Sun Dec 2nd through Sat the 8th, 2018 at Palais des Congrès de Montréal
This paper proposes a novel GAN formulation that allows a GAN to learn discriminative and compact binary codes for image patches. Using (hand designed) binary descriptors has quite some tradition in computer vision. Binary descriptors have several attractive properties, eg. compactness, fast implementation etc. Using GANs for this purpose is not new (as nicely explained in the paper). The novelty of the method is that it employs two regularization terms that allow weighting of the importance of dimensions with the correlation and to propagate the distances between high and low dim. spaces. This leads to good results and compact codes. So overall this is minor but importnat contribution. Overall the paper is well written and has a clear contribution. My main concerns are that the paper does not explain how to set the hyperparameters. In addition, the experiments are performed on moderately sized databases. An additional large-scale experiment on eg. one of the huge databases for city-scale reconstruction would show how the method scales.
This paper proposes to convert the intermediate layer of the GAN discriminator to low dimensional binary representation, which then can be used for retrieval.

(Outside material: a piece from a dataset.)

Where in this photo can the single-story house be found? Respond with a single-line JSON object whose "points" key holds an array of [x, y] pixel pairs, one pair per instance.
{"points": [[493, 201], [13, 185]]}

Direct quantization of the low dimensional layer is not very informative. In order to preserve the distance information between sample pairs, the author proposes to transfer the distance information from a higher dimensional layer. Quality and clarity: The paper is well written and easy to follow. It is also easy to reimplement given the math expressions. The author explains the motivation of the regularization terms and the improvements over previous works. The experiments clearly shows that the proposed method is better than previous methods. (I'm not very familiar with relevant literature, i.e. how hard it is to beat sota in these tasks.) Originality and Significance: This method is based on the GAN framework to do unsupervised training, the originality comes from the regularizations proposed in this paper. It is original in this sense. Despite the good performance shown, the regularizations proposed in this paper are combination of empirical losses. The fact that each of the terms needs a hyperparam makes it relatively unappealing. The theoretical value and possible extension is relatively weak.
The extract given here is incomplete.